Sony a7Riv and Sony 90mm f2.8 macro lens - natural light from a window

f8 - 1/80th sec iso 2,500 hand held








Les


----------



## Jeff15 (Dec 16, 2021)

Nice shot.....


----------



## NS: Nikon Shooter (Dec 16, 2021)

-

You shouldn't sound so desperate being bored
cause you use the time well!


----------



## Lez325 (Dec 17, 2021)

NS: Nikon Shooter said:


> -
> 
> You shouldn't sound so desperate being bored
> cause you use the time well!


Thank you - I do try too   I am bored- this bad weather is preventing me visiting my usual wetland haunts


----------



## jeffashman (Dec 17, 2021)

Nicely done! How did you illuminate it?


----------



## K9Kirk (Dec 18, 2021)

jeffashman said:


> Nicely done! How did you illuminate it?


I would bet my paycheck he used light.     😜  Sorry, couldn't resist. I know, me be such a smert-arse. 

Nice shot ... and watch.


----------



## Lez325 (Dec 22, 2021)

jeffashman said:


> Nicely done! How did you illuminate it?

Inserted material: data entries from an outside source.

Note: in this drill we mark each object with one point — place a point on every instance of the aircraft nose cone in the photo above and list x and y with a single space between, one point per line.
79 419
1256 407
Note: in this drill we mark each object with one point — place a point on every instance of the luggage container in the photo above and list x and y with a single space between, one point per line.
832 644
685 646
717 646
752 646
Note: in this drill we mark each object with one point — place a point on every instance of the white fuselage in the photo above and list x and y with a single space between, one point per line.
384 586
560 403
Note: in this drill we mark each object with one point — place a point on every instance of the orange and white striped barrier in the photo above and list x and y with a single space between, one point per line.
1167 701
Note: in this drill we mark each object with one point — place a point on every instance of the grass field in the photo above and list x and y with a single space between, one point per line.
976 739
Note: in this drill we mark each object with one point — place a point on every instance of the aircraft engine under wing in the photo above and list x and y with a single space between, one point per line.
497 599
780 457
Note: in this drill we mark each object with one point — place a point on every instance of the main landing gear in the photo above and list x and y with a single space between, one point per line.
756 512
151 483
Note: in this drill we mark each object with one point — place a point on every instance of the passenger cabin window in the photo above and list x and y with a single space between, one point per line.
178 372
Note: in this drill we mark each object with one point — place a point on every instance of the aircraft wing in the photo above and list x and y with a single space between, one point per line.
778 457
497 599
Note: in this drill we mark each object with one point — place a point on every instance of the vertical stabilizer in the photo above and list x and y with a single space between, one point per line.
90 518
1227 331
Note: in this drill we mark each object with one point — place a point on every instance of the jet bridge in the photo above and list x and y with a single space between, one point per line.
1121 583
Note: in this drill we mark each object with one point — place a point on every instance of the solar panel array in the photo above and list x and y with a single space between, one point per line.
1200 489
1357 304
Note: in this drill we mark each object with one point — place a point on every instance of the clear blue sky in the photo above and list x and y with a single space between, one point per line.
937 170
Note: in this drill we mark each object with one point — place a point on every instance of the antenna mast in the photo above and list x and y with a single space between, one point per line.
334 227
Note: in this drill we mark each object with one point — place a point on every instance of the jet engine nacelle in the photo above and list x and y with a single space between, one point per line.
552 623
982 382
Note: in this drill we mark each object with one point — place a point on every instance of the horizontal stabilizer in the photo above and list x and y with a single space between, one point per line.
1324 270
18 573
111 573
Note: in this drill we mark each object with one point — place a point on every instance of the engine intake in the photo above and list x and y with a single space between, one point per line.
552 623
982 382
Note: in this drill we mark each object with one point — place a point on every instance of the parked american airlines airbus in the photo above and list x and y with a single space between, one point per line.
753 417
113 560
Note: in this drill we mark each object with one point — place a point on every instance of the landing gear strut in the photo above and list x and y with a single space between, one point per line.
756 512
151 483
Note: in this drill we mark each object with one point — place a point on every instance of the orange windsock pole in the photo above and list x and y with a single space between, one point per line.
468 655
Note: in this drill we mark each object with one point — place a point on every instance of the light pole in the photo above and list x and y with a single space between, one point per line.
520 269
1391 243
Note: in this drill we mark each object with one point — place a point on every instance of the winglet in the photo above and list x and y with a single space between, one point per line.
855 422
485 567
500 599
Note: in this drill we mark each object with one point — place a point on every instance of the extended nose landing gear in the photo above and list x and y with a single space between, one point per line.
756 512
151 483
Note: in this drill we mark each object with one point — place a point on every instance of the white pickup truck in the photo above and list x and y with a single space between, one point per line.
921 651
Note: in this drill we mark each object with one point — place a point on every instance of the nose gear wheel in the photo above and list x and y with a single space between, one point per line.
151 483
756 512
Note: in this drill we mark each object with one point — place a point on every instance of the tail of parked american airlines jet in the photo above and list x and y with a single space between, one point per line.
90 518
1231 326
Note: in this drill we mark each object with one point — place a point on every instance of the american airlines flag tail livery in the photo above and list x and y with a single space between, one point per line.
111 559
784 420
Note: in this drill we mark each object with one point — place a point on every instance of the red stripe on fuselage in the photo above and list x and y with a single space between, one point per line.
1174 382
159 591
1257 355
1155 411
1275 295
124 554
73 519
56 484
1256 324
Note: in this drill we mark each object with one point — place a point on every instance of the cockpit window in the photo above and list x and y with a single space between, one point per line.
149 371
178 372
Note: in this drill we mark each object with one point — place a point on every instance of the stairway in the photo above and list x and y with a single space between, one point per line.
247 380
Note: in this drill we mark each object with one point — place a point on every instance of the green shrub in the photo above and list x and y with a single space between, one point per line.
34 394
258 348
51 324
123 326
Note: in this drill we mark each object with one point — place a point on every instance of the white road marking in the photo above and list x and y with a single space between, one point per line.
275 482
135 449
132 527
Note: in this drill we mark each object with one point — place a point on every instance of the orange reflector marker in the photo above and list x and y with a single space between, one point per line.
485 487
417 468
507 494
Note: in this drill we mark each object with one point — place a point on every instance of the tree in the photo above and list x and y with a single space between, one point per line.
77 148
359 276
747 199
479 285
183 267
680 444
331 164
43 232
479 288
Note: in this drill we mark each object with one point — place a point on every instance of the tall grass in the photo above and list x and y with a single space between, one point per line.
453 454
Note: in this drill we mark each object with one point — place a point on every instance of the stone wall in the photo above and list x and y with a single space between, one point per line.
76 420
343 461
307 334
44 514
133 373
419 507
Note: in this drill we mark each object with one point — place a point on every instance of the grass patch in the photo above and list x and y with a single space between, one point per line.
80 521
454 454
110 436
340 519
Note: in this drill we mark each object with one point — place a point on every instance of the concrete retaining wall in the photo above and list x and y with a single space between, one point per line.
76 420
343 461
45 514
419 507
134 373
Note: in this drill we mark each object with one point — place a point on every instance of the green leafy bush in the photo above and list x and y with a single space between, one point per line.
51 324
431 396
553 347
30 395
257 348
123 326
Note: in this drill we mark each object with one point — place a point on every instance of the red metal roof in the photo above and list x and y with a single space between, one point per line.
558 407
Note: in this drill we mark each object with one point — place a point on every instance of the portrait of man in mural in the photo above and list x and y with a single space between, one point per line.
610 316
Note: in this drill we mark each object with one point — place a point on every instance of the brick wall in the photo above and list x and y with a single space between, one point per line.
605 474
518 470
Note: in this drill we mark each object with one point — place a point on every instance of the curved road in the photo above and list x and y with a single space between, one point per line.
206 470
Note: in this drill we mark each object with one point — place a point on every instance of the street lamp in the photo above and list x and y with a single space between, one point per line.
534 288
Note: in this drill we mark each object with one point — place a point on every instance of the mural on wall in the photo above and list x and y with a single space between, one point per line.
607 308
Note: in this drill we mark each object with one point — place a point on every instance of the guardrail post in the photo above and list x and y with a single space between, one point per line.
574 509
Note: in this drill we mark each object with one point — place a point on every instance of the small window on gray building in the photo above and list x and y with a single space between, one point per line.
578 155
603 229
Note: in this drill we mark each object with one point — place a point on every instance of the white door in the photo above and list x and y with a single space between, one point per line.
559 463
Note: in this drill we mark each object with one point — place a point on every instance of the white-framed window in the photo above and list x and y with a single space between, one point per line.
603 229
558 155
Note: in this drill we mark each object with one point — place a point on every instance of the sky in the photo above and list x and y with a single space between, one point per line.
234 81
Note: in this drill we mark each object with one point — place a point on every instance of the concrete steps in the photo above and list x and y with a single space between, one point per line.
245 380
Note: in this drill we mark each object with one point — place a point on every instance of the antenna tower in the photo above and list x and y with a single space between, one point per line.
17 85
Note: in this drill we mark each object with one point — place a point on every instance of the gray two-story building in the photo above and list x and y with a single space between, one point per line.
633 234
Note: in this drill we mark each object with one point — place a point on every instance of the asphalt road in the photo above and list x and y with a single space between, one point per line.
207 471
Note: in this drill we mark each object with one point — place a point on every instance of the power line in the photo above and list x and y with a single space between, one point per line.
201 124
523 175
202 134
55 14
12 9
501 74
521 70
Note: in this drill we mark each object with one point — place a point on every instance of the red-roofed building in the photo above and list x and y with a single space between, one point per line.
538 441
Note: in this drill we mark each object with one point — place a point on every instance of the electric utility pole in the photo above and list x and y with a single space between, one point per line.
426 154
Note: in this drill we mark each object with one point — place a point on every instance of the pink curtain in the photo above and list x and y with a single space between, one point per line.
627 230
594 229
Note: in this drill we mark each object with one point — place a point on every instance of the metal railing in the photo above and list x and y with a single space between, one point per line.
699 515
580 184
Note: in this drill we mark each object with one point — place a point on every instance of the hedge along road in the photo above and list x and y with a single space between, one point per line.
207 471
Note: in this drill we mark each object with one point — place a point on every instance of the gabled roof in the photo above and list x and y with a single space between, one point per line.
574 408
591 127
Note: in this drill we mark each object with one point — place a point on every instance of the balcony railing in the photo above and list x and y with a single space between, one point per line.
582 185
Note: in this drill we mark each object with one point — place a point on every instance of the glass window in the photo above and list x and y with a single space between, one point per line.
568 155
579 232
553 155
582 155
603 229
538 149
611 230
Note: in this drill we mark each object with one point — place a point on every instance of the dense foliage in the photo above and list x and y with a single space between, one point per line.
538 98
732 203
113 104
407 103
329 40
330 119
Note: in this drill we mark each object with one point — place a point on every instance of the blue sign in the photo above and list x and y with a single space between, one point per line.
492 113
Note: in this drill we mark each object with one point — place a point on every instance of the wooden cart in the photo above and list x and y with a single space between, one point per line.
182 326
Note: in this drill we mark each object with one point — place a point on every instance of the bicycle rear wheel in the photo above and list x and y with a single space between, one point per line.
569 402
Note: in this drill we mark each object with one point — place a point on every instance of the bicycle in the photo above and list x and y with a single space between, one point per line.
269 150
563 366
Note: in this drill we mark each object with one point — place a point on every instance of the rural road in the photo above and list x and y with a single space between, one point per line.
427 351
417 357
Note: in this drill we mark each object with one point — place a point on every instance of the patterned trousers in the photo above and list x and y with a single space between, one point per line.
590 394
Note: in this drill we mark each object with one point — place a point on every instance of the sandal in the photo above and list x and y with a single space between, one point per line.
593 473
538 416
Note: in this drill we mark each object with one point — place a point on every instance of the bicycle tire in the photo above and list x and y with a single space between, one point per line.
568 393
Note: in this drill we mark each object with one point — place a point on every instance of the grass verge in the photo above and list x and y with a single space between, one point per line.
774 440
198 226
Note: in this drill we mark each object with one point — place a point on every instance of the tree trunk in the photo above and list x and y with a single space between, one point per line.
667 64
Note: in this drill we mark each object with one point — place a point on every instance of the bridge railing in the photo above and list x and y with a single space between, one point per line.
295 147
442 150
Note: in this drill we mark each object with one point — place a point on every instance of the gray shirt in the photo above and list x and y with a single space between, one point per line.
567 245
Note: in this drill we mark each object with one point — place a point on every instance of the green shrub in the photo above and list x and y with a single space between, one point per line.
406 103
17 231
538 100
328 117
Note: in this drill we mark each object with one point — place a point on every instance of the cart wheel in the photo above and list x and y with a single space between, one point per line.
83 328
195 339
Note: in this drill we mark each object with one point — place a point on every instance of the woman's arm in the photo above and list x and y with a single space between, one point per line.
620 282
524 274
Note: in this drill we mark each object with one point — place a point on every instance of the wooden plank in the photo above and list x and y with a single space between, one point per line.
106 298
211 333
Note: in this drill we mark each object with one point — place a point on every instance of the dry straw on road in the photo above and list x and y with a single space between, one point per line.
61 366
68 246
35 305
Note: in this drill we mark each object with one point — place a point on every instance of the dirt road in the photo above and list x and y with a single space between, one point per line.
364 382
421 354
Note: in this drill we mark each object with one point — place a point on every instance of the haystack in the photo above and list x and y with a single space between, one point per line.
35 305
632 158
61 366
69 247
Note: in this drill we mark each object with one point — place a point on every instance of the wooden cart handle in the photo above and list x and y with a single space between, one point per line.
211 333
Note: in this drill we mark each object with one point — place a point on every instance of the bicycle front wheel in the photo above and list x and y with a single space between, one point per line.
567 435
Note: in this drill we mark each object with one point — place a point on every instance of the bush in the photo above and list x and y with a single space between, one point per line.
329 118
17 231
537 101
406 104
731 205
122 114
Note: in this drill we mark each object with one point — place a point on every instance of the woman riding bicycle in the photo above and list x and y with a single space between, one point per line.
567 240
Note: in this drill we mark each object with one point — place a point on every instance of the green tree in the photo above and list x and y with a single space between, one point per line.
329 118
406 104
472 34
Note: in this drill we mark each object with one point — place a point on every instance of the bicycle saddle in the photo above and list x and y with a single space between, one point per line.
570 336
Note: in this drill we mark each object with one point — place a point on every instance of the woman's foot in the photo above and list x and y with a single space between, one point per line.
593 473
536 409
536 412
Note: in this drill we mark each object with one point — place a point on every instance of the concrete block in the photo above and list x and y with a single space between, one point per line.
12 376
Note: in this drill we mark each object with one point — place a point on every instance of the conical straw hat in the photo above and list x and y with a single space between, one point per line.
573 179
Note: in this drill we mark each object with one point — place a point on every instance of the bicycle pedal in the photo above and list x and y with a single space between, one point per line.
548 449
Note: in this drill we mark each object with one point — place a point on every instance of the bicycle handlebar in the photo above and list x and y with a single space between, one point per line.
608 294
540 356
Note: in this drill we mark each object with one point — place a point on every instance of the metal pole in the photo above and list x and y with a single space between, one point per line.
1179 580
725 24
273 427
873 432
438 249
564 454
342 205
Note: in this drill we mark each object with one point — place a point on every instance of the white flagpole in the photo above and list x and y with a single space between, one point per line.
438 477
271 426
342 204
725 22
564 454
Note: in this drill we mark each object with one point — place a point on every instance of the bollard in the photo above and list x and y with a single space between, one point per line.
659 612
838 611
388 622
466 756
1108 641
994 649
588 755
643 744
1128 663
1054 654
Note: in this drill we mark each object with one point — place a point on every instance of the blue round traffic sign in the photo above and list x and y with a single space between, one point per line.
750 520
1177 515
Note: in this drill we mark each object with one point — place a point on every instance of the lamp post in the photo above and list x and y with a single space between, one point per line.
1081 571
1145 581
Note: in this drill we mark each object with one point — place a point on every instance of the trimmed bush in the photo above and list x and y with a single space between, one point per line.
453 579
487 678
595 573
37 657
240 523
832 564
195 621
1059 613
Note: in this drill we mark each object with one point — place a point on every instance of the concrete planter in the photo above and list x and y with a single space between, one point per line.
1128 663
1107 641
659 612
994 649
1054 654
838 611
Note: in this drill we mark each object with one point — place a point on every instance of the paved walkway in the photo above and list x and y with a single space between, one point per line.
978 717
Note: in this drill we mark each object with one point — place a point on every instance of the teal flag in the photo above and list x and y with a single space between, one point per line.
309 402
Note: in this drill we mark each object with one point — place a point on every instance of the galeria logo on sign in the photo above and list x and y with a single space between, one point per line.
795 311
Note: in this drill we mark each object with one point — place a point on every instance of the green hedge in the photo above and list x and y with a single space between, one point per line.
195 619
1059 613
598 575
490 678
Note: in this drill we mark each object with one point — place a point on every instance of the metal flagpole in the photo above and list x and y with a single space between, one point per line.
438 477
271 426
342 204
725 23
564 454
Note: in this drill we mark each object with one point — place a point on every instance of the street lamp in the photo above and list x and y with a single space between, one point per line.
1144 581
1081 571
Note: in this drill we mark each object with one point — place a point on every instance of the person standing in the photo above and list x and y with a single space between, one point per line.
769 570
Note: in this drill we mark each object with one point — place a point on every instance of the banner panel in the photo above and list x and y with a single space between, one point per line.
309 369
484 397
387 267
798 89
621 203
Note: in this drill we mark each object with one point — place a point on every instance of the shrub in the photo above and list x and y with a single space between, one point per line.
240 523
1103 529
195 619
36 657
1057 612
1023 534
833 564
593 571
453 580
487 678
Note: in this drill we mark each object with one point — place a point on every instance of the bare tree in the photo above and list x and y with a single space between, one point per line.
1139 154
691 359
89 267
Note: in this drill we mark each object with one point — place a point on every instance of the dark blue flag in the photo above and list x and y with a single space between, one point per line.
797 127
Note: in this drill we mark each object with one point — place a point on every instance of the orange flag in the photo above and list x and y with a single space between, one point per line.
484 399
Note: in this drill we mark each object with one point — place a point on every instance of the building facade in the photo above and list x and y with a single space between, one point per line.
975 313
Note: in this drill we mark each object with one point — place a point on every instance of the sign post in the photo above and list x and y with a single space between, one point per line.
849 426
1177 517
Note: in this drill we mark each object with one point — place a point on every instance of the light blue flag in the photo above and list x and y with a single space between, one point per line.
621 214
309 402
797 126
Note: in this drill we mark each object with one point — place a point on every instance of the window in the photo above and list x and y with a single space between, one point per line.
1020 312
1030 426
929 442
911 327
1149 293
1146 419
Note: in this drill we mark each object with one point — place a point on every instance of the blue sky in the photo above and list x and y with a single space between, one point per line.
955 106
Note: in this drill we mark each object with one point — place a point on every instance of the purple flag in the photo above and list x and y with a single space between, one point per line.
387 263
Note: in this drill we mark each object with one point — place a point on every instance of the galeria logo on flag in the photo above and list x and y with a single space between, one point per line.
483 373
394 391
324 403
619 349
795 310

Natural daylight in my conservatory


K9Kirk said:


> I would bet my paycheck he used light.     😜  Sorry, couldn't resist. I know, me be such a smert-arse.
> 
> Nice shot ... and watch.


You just lost your paycheck Buddy- natural light only, as a direct or even diffused flash would result in a hot spot or two on the watches glass face 

Glad you like my new watch and the image too Kirk- thank you 


Les


----------



## K9Kirk (Dec 22, 2021)

Lez325 said:


> Natural daylight in my conservatory
> 
> You just lost your paycheck Buddy- natural light only, as a direct or even diffused flash would result in a hot spot or two on the watches glass face
> 
> ...


Ummm, natural light _is_ light, isn't it??? I want my $2!!


----------



## Lez325 (Dec 23, 2021)

K9Kirk said:


> Ummm, natural light _is_ light, isn't it??? I want my $2!!


  Oh I see where you went with this Buddy- $2 in the post 

Les


----------